[Top] [All Lists]

Re: [ontolog-forum] Ontology of Self Interest was: intangibles

To: ontolog-forum@xxxxxxxxxxxxxxxx
From: "John F. Sowa" <sowa@xxxxxxxxxxx>
Date: Wed, 10 Aug 2011 11:31:58 -0400
Message-id: <4E42A46E.2020809@xxxxxxxxxxx>
On 8/10/2011 9:41 AM, Rich Cooper wrote:
> I personally think the ontology of self interest is more important,
> more scientifically relevant to the issue of ontology in general...    (01)

That's a good topic. It gets into the broader field of biosemiotics,
which includes zoosemiotics and phytosemiotics.    (02)

If you recall, there was a novelist named Ayn Rand who blathered
a lot about "self interest", but she was hopelessly out of her
depth when it came to biology.  She was a "one factor" theorist
who claimed self-interest was the single most important driving
force in evolution.  But that hypothesis fails at every level
from bacteria on up.    (03)

You can start with just an individual bacterium.  It has sensors
and activators that enable it to swim upstream in response to
a greater concentration of sugar on one side or an irritating
chemical the other.  But survival for lone bacteria is not easy.    (04)

Bacteria can also generate signals that enable them to cooperate
with other bacteria.  The simplest method is to form a film-like
colony, such as plaque on the teeth.  That is their most important
defense.  The easiest way to kill bacteria is to prevent them
from forming colonies.    (05)

The bacteria on the outside of the film benefit from direct
access to food, but they succumb to attack from chemicals,
other organisms, and extremes of heat and cold.  But they have
chemical signals that enable the colony to survive and thrive:    (06)

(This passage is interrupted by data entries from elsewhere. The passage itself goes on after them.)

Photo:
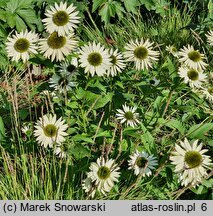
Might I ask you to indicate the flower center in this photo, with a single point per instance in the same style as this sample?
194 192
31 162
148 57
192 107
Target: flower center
141 53
95 59
113 59
103 173
193 74
60 18
141 162
21 45
194 56
152 82
71 68
129 115
174 49
50 130
56 42
193 159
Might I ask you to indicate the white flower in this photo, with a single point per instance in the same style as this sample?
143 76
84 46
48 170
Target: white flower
89 187
61 19
141 53
94 58
128 116
192 58
69 67
25 129
117 63
142 163
190 162
209 36
154 81
60 151
104 174
173 50
56 47
192 76
21 45
49 131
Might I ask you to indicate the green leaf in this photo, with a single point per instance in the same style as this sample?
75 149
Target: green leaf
2 130
107 11
79 151
148 4
119 10
11 19
176 124
2 15
169 174
199 131
20 24
96 4
210 9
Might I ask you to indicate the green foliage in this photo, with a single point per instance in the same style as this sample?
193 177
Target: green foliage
2 130
111 9
20 14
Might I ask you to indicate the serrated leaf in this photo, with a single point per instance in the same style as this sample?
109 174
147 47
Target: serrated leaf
199 131
2 15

  1. When the outer bacteria detect danger, they signal the
     inner bacteria to transform themselves to almost inert
     spores.  The outer bacteria die, but inner ones survive.    (07)

  2. For attacking large food sources (e.g., the human body),
     they need to wait until they have a sufficiently large
     "army" to survive counterattacks by the immune system.    (08)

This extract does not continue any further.